Analytic combinatorics in several variables is a branch of mathematics that deals with deriving the asymptotic behavior of combinatorial quantities by analyzing multivariate generating functions. We study information-theoretic questions about sequences in a discrete noiseless channel under cost constraints. Our main contributions involve the relationship between the graph structure of the channel and the singularities of the bivariate generating function whose coefficients are the number of sequences satisfying the constraints. We use these new results to invoke theorems from multivariate analytic combinatorics to obtain the asymptotic behavior of the number of cost-limited strings that are admissible by the channel. This builds a new bridge between analytic combinatorics in several variables and labeled weighted graphs, bringing a new perspective and a set of powerful results to the literature of cost-constrained channels. Along the way, we show that the cost-constrained channel capacity is determined by a cost-dependent singularity of the bivariate generating function, generalizing Shannon's classical result for unconstrained capacity, and provide a new proof of the equivalence of the combinatorial and probabilistic definitions of the cost-constrained capacity.

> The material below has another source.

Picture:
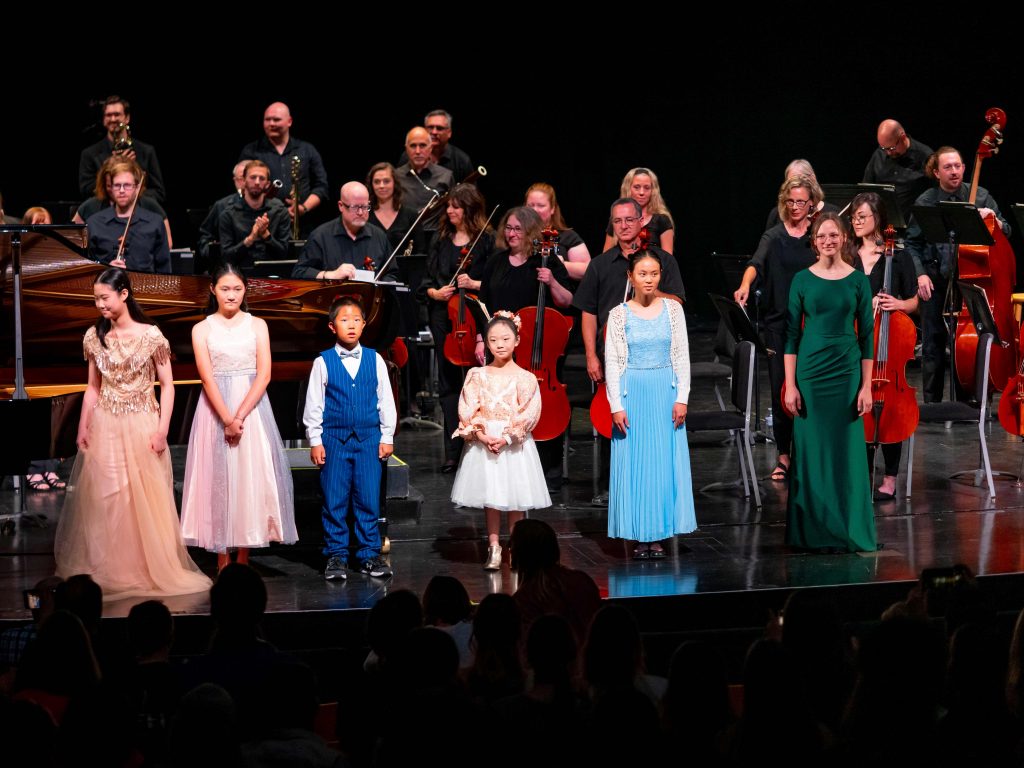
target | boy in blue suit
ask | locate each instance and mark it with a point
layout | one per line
(350, 419)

翻译：多元解析组合学是数学的一个分支，它通过分析多元生成函数来推导组合量的渐近行为。我们研究了在成本约束下离散无噪声信道中序列的信息论问题。我们的主要贡献涉及信道图结构与二元生成函数奇点之间的关系，该生成函数的系数是满足约束条件的序列数量。利用这些新结果，我们援引多元解析组合学中的定理，得到了信道可容许的成本受限字符串数量的渐近行为。这在多元解析组合学与带标签加权图之间建立了新的桥梁，为成本受限信道的研究文献带来了新的视角和一系列强有力的结果。在此过程中，我们证明了成本受限信道容量由二元生成函数的一个成本相关奇点决定，从而推广了香农关于无约束容量的经典结果，并为成本受限容量的组合定义与概率定义之间的等价性提供了新的证明。